What if you could have a visual benchmark of the moment your life would change forever? Natalia Garayalde’s Splinters is a mosaic of time and splendor that’s cinéma vérité: a capsule of memories that extends from the interpersonal to the farthest geopolitical spectrum of Argentinan history and culture. From her own archives, Natalia Garayalde documents the aftermath of the 1995 Río Tercero munitions factory explosion – later revealed to be an intentional attack from the state. 
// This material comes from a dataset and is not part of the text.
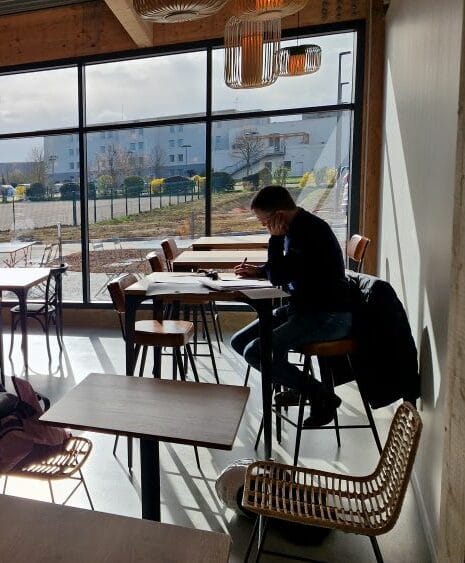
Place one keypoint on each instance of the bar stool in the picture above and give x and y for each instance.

Splinters is a brutal recollection of a point in Argentinian history when politicians sacrificed the lives of seven people and injured 300 more for the sake of a cover-up. This was neither the first nor the last time political factions used their positions of power to corrupt and hide their crimes. The use only becomes singular when, through the lens of a 12-year-old Natalia Garayalde, we are exposed to the real consequences of their actions. Splinter is not abstract headlines or paragraphs recounting the events. It’s visual proof. It’s the feeling of being immersed in that horrific moment. Where every loud bomb is heard, and every cry of sorrow is felt — people running through the streets, disoriented as explosions ricochet in the air. 

Smoke coming out of the Río Tercero munitions factory. (COURTESY: Natalia Garayalde)
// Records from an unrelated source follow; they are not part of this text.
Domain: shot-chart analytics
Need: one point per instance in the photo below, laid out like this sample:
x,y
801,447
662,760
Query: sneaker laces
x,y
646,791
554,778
Garayalde’s memories become heightened in their terse reflection. Splinters captures the unfiltered voices of those who suffered the consequences of decisions made by a select few. One group’s crimes became an entire city’s reckoning. Splinters showcases a fascinating dichotomy between time and space as Garayalde pieces together scenes from her past. There are moments when the camera’s point of view is omnipresent, where you’re not sure if it’s 12-year-old Garayalde or someone else from her family holding the camcorder. In those moments – inside her father’s car, for example, after the blast and looking from the perspective of one of the passengers – we are dared to ask: amid so much turmoil and destruction, as Garayalde’s family stops to pick up a stranger and her child wandering along the street, does it matter who is holding the camera?
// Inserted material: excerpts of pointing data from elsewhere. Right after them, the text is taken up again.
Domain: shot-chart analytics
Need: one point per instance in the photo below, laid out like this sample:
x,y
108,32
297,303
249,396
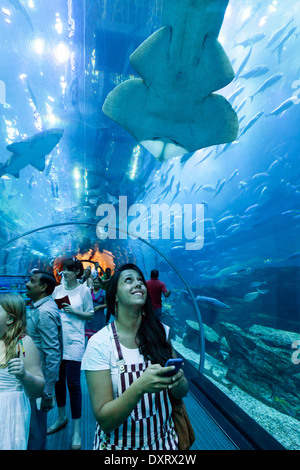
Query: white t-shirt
x,y
101,354
72,325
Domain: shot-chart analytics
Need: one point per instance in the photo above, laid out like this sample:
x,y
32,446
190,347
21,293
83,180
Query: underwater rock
x,y
191,339
260,363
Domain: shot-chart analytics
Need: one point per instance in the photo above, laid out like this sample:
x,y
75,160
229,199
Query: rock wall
x,y
260,362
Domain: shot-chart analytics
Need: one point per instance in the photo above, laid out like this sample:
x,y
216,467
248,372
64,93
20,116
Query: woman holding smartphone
x,y
124,364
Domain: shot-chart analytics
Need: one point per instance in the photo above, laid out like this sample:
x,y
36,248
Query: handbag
x,y
182,424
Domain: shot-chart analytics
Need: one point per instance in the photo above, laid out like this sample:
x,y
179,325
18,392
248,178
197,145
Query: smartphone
x,y
177,362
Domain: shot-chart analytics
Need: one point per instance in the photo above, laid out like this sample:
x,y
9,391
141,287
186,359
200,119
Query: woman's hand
x,y
154,379
16,367
68,309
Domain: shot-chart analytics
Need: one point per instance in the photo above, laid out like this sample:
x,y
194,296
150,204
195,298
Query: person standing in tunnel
x,y
124,365
21,376
156,288
76,306
44,327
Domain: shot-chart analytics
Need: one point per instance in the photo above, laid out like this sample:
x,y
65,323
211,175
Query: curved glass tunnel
x,y
222,222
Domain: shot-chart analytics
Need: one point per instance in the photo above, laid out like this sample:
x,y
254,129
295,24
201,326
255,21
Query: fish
x,y
267,83
257,283
241,105
256,71
235,173
280,46
251,122
251,296
238,90
283,107
211,302
243,64
181,65
31,151
250,41
276,35
219,187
Its purposeful restructuring of memories makes Garayalde’s Splinters a compelling historical marker for her country. Destruction and state sanctions become all the more personal in these clips. Hindsight becomes a powerful tool that gives new meaning to scenes of shattered windows and chaos in the streets. Garayalde’s use of time is more effective than any narration at explaining what takes place on the screen. Post-explosion, the film remains in the streets for five minutes as her father navigates the shattered surroundings of Río Tercero. Time collapses. It renders the moment almost real to our contemporary viewing. Quality of image doesn’t matter because, for one instant, we are the ones inside that car witnessing what seemed to be the end of the world. 

Splinters is an unintentional homage to cinéma vérité and the power of one camcorder. It pieces together a moment in history that seems as unbelievable as a 12-year-old girl capturing it with her father’s camera. Even more fascinating is the same 12-year-old girl editing her broken memories into a look back in time. Garayalde creates suspense with her narration, letting us know which clip marks the last time she could sleep alone, then showing us when she pranced around in her still-standing home with her family. The conflation of happy memories with traumatic ones is what makes Splinters live on beyond this family’s tragic past.